Comment la mémoire immunitaire innée reconfigure le métabolisme cellulaire
Le système immunitaire ne retient pas seulement les infections. Les cellules immunitaires peuvent tirer des leçons d'une activation antérieure et répondre plus efficacement lors d'une exposition ultérieure. De nouvelles recherches précisent le rôle central que joue le métabolisme dans ce processus.

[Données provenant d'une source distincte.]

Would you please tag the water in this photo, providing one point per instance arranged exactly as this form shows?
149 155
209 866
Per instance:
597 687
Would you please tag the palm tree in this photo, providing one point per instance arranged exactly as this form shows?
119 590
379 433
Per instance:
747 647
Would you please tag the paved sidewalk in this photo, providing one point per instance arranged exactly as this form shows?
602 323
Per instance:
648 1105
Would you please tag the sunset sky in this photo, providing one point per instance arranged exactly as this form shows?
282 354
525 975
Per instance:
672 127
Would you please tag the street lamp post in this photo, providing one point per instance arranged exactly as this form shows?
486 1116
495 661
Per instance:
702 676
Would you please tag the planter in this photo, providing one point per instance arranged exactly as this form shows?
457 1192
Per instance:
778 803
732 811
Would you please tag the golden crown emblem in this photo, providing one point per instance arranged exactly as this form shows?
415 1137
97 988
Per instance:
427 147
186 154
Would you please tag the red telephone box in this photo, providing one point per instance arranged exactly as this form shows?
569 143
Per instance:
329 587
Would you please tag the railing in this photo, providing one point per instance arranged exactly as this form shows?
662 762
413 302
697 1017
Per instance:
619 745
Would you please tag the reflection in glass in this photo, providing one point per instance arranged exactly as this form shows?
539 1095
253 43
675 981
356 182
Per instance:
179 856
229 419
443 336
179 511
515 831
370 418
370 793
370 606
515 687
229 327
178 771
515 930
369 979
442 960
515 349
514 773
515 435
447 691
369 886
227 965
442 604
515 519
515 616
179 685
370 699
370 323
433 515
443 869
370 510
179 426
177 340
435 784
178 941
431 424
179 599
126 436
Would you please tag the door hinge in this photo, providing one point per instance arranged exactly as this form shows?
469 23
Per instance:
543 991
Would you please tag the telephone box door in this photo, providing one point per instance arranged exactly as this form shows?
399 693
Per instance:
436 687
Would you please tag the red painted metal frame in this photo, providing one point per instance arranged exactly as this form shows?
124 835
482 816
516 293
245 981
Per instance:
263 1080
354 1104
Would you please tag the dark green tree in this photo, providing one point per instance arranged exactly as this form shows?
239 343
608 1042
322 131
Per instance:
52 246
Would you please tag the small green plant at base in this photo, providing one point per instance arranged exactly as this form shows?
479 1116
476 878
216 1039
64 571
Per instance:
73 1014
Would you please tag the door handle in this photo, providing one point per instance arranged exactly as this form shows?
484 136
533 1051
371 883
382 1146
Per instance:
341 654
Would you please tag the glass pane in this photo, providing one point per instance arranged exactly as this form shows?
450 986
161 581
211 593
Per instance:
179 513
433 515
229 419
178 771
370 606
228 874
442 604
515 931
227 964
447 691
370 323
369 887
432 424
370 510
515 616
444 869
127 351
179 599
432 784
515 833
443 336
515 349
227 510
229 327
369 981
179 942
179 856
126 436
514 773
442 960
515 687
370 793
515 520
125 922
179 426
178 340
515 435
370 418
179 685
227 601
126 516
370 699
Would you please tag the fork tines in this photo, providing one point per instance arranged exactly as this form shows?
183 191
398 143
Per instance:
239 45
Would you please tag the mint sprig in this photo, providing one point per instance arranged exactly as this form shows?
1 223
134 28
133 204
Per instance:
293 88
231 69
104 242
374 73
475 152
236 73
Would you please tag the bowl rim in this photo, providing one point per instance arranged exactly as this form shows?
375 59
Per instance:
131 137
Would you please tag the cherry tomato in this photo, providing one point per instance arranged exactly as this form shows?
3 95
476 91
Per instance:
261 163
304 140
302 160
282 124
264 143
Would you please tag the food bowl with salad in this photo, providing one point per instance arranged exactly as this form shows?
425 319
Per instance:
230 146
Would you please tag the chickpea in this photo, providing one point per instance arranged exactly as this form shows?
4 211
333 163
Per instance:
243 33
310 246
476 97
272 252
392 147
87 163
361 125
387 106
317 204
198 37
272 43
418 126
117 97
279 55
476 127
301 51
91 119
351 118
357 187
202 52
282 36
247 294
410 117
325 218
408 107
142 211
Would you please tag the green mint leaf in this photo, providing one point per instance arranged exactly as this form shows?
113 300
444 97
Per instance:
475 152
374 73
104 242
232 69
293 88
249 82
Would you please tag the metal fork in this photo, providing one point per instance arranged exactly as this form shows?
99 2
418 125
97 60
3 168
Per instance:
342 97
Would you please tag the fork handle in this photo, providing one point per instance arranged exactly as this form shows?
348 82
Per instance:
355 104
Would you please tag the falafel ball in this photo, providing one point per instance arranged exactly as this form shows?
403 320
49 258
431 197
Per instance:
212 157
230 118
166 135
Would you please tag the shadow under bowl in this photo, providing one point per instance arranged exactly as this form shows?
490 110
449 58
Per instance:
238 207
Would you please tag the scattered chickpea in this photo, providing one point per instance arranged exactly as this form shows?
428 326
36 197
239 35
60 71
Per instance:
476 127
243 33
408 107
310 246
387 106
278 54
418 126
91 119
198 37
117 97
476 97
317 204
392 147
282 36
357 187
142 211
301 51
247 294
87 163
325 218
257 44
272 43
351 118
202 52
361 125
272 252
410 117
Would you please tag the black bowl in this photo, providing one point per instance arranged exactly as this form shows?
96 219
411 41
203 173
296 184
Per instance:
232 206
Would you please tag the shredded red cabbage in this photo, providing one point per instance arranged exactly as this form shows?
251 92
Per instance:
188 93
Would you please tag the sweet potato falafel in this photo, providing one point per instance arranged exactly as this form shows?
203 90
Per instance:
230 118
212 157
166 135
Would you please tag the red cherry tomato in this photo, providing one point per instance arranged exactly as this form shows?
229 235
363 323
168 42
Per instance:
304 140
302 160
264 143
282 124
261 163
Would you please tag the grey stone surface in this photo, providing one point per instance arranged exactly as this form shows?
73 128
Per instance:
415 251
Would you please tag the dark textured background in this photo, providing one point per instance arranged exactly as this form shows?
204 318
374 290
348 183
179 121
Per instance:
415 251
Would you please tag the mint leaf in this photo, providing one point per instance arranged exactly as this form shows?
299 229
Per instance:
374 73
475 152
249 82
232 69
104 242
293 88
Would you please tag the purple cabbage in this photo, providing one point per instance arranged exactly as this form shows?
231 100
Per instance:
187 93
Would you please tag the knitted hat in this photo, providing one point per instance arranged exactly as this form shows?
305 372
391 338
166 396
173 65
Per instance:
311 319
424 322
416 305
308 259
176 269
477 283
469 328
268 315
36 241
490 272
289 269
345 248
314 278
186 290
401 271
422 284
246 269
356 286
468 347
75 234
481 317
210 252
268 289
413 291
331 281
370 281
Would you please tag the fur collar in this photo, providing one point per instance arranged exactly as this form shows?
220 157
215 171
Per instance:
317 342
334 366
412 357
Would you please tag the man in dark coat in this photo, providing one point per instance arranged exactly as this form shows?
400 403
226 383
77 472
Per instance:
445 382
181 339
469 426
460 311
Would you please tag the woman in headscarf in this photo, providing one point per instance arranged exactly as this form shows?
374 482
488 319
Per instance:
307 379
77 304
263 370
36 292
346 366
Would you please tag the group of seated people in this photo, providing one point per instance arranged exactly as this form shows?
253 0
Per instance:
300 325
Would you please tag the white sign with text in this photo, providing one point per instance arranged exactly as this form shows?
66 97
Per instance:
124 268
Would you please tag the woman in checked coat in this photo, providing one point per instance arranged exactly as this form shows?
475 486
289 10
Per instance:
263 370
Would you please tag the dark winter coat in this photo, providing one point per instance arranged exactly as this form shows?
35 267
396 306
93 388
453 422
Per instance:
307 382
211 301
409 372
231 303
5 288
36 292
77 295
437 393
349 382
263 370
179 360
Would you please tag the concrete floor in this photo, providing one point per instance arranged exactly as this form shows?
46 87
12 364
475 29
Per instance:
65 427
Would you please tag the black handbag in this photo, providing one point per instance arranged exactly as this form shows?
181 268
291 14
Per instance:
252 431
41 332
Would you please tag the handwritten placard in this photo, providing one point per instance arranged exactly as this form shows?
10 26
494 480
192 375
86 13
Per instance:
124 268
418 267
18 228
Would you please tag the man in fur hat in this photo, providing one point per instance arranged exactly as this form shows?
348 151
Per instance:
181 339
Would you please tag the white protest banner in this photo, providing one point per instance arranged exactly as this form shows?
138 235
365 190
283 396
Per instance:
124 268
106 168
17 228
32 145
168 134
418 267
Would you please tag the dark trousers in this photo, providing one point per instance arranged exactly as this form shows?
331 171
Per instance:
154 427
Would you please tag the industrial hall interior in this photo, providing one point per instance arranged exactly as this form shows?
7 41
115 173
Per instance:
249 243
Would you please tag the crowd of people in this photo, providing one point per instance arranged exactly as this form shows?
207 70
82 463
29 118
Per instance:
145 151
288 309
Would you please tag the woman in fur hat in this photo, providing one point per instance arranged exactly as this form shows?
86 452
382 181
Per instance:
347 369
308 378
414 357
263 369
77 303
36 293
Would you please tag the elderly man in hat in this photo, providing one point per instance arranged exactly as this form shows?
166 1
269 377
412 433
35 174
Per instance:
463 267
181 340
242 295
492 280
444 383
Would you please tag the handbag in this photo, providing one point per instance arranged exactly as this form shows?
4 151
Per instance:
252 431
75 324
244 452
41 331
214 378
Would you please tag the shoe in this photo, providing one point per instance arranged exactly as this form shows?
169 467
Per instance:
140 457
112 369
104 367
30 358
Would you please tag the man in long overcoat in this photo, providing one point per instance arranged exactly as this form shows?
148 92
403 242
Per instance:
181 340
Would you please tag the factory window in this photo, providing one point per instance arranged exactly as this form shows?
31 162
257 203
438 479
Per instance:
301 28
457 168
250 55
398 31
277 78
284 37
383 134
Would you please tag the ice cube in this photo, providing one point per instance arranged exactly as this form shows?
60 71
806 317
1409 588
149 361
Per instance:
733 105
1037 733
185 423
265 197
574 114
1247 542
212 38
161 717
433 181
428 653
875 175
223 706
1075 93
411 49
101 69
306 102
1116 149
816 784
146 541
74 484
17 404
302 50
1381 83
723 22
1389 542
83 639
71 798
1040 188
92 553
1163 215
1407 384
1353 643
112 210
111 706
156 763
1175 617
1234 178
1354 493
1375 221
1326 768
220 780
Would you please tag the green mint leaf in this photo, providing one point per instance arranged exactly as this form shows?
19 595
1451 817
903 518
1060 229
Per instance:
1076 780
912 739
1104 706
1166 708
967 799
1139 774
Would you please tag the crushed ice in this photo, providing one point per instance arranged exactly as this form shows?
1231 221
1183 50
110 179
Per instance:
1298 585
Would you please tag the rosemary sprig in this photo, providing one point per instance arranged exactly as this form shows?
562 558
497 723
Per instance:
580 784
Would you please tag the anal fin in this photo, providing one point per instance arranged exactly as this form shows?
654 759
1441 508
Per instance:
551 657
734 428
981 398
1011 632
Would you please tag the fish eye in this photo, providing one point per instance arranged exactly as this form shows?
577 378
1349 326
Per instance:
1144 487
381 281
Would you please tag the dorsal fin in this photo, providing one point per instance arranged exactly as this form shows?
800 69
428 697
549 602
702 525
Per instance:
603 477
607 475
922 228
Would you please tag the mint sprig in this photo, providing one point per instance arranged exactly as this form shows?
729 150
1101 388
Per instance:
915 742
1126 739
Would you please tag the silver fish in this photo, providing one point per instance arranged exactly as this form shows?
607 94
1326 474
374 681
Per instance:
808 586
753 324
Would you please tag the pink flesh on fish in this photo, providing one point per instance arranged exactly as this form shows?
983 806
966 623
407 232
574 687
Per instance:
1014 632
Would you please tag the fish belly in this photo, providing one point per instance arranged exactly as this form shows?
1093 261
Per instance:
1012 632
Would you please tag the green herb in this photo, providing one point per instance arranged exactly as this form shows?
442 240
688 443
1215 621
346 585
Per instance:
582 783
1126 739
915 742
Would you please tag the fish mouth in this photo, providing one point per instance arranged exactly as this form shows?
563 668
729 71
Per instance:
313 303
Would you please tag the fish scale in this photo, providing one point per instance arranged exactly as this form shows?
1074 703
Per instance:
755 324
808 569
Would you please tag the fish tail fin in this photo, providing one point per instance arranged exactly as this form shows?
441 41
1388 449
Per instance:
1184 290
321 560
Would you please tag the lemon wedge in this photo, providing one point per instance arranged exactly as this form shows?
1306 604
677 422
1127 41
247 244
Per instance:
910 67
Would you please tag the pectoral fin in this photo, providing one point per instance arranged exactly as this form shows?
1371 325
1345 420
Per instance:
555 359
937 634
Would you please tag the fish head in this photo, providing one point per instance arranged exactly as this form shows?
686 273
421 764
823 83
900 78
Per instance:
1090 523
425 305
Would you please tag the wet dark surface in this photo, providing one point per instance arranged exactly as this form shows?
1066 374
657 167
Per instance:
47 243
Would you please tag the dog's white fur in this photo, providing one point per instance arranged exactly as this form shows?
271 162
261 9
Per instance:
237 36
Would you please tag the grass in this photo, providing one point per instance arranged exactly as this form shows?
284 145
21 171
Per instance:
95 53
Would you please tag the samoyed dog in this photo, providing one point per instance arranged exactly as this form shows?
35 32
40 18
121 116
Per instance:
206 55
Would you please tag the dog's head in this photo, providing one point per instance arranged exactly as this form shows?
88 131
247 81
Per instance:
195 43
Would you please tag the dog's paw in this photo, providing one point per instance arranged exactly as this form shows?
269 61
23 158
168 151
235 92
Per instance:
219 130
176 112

L'immunité entraînée est une forme de mémoire propre au système immunitaire inné. Contrairement à la mémoire immunitaire classique, qui cible un agent pathogène précis, l'immunité entraînée rend les cellules immunitaires globalement plus réactives. Elles répondent plus vite et plus fortement à une nouvelle stimulation, même si celle-ci diffère de la première.
Des chercheurs ont publié un article de synthèse dans la revue eLife distinguant deux types de modifications métaboliques. Le premier survient lors de l'activation initiale et entraîne des changements de marques épigénétiques (des ajustements dans la façon dont les gènes sont activés ou désactivés, sans modifier la séquence d'ADN elle-même). Le second apparaît plus tard, en conséquence de ces modifications épigénétiques, maintenant la cellule immunitaire dans un état de vigilance accru. L'étude souligne que toutes les substances qui stimulent le métabolisme ne produisent pas pour autant une immunité entraînée.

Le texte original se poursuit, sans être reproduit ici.